Steroidogenesis in Adult Rats Abrogates Steroidogenic Acute Regulatory Protein Expression and Leydig Cell Intratesticular Delivery of Tumor Necrosis Factor-{alpha} and Ceramide Directly

Systemic or intratesticular release of TNFalpha and IL1beta have been implicated in the reduced testosterone biosynthesis and impaired production of competent spermatozoa found in human patients suffering from sepsis or chronic inflammation. Although in vitro and in vivo studies have demonstrated that TNFalpha and IL1beta intercept the hypothalamic-pituitary testis axis at different levels, the site(s) of action and relative contribution of each cytokine to the overall testicular failure associated to systemic inflammatory processes remains poorly defined. In this study we show that intratesticular delivery of TNFalpha induced a rapid (4 h) and sustained (up to 24 h) reduction in steroidogenic acute regulatory (StAR) protein expression and testosterone biosynthesis in nonstimulated or human chorionic gonadotropin-treated intact or hypophysectomized rats. Bilateral treatment with cell-permeant short-chain ceramides (C2-cer or C6-cer) reproduced the early (4 h) inhibitory action of TNFalpha on testosterone biosynthesis and testicular StAR expression.
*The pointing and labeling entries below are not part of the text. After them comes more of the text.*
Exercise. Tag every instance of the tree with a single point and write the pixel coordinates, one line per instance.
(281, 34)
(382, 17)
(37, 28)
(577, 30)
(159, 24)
The inhibitory action of C2-cer or C6-cer was not observed in animals treated with inactive analogs (dihydroceramide), phosphorylcholine, sphingosine, or sphoingosine-1P. In sharp contrast to the previously described ability of IL1beta to prevent human chorionic gonadotropin-stimulated Leydig cell steroidogenesis in vitro, serum testosterone and testicular StAR protein expression remained unchanged in animals bilaterally injected with this cytokine. These data support the concept that TNFalpha triggers different effector mechanisms to directly inhibit Leydig cell StAR expression and steroidogenesis, which ultimately contribute to the global reproductive failure associated with chronic inflammation and sepsis.